Saturn's bizarre two-tone moon, Iapetus, wears a six-mile high chain of mountains around its equator. Now scientists have a theory that explains why.
It turns out the moon may have had its own moon. A new study shows that after a billion years or so, the moon's moon lost a gravitational tug-of-war with Iapetus and got shredded into a debris ring. Over time, the chunks were pulled to the surface of Iapetus, where they neatly piled up along the equator.
"I don't think you can ever get a volcanic eruption to look like this ridge, perfectly aligned on the equator on a body that has not other evidence for internal activity. Nor does it look like any other tectonic or fault structure I have ever seen in the solar system in its perfect symmetry," planetary scientist William McKinnon with Washington University in St. Louis, told Discovery News.

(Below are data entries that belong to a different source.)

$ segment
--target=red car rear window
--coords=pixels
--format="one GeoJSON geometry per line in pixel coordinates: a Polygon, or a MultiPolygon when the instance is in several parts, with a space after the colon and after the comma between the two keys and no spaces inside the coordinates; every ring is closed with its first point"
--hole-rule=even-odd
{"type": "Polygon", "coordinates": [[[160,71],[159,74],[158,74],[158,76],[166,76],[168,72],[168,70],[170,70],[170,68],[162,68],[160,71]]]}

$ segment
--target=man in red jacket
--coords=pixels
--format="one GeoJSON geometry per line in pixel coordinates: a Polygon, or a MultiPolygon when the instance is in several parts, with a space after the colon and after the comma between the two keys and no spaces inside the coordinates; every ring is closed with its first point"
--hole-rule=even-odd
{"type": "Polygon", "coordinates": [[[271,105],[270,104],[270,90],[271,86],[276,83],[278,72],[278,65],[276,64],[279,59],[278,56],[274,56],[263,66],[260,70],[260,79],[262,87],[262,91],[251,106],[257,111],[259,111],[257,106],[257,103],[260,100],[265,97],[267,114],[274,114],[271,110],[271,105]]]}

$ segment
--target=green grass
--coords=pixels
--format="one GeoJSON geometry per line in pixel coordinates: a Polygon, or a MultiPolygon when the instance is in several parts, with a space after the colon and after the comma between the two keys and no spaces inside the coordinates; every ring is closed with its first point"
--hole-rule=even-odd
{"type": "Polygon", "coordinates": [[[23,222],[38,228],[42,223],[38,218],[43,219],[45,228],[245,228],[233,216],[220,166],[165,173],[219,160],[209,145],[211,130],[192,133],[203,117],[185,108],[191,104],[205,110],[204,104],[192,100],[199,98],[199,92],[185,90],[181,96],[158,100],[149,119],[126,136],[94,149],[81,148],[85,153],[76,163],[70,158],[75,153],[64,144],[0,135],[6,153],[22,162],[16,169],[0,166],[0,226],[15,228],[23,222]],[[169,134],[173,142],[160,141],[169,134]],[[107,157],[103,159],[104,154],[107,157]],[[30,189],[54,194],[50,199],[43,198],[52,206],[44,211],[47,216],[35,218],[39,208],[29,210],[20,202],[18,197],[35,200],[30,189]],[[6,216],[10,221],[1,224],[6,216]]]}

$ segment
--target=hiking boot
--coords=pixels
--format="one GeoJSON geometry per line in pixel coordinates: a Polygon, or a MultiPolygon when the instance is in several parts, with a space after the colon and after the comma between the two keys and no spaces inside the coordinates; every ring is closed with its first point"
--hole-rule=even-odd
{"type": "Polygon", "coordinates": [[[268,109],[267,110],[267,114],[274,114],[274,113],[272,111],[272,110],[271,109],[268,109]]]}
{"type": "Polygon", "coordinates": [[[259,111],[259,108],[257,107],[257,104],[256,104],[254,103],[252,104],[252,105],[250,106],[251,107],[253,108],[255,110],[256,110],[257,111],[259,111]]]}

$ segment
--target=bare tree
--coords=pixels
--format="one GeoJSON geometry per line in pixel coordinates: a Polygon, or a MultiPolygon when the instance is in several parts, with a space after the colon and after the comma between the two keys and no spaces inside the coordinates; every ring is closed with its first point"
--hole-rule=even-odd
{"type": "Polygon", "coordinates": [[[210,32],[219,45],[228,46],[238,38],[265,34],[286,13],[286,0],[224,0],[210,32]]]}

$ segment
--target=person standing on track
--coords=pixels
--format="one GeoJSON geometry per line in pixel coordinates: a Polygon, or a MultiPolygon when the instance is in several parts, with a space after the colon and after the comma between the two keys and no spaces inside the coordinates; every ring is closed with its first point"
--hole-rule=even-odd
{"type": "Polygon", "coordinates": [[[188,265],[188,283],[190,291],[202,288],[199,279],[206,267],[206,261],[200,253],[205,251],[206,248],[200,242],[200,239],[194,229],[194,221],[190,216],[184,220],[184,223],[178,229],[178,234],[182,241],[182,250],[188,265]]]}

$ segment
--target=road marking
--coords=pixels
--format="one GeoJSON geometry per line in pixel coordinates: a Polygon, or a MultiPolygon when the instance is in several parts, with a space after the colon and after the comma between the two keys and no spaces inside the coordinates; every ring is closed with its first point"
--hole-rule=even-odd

"I've always felt that its precise position on the equator really demanded an almost astronomical explanation -- it wasn't simply a fault or an ordinary mountain range or a product of volcanism of any sort. There's no sign of geologic activity," McKinnon said.
Scientists have been trying to figure out how the mountain ridge formed ever since they got a close-up view of Iapetus' rugged topography from NASA's Saturn-orbiting Cassini spacecraft.
"We hadn't seen anything like this," Andrew Dombard, with the University of Illinois' Earth and Environmental Sciences department, told Discovery News. "It's taken a while for our ideas to catch up with what the observations are showing us. The ridge itself is a massive wall that sits on the surface of Iapetus."
"This actually explains more of the observations than the other (computer) models," he added.
Scientists theorize that the 930-mile (1,500-kilometer) wide Iapetus once spun faster than it does today, which kept its small sub-satellite moving outward, much like Earth's moon is moving away from our planet today.
Over time, Saturn's clutch on its large outer moon tightened, causing Iapetus' rotational spin to slow. That in turn shifted the tidal balances between Iapetus and its satellite, which eventually got reeled in like a fish on a line. At some point, the moon's moon experienced so much force that it blasted apart.